As mentioned above, further along this continuum of innovation you will have novel chemistry directed at completely novel targets, whether targets up or downstream of current targets of interest or new targets predicted to have neuroplastic effects. The diversity of targets will likely increase (i) as we have a greater appreciation that the brain, and CNS more generally, is much more malleable to both pharmacological and non-pharmacological (psychotherapy, bio-neurofeedback, brain-devices, etc) intervention; and (ii) with the use AI, ML and bioinformatic approaches to identify new targets and therefore identify new chemical starting points through in-silico screening which can direct high-throughput screening in drug discovery projects.
Novel targets, novel modes of action, and novel chemistry will provide a plethora of substrate for innovative drug discovery programs, with investment being the rate limiting step – but that is as it should be so only the most robust and validated datasets and rationales are funded.

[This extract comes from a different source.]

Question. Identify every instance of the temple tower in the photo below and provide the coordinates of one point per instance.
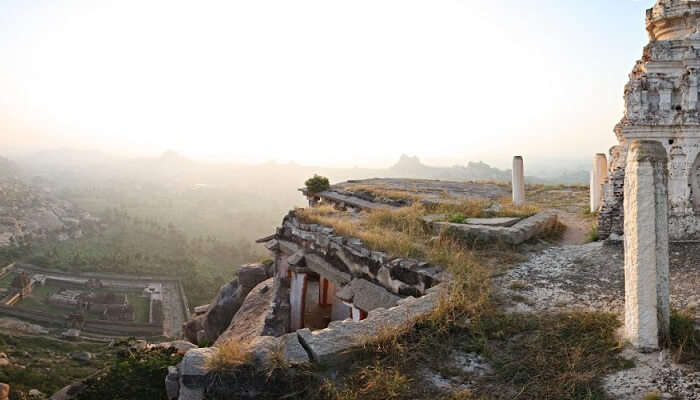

To end, I’ll throw in another analogy from my book reading interests. The above continuum of innovation brings to my mind Stephen Jay Goulds book ‘Wonderful Life: The Burgess Shale and the Nature of History’. The book explores the incredibly well-preserved 530-million-year-old fossils at the Burgess Shale in the Canadian Rockies. The fossils show that animal life was abundant, diverse and innovative in evolutionary approach, with many not progressing due to chance or contingent factors, or specific traits being co-opted fortuitously at later points in evolution. As with innovation in drug discovery and development – its not linear.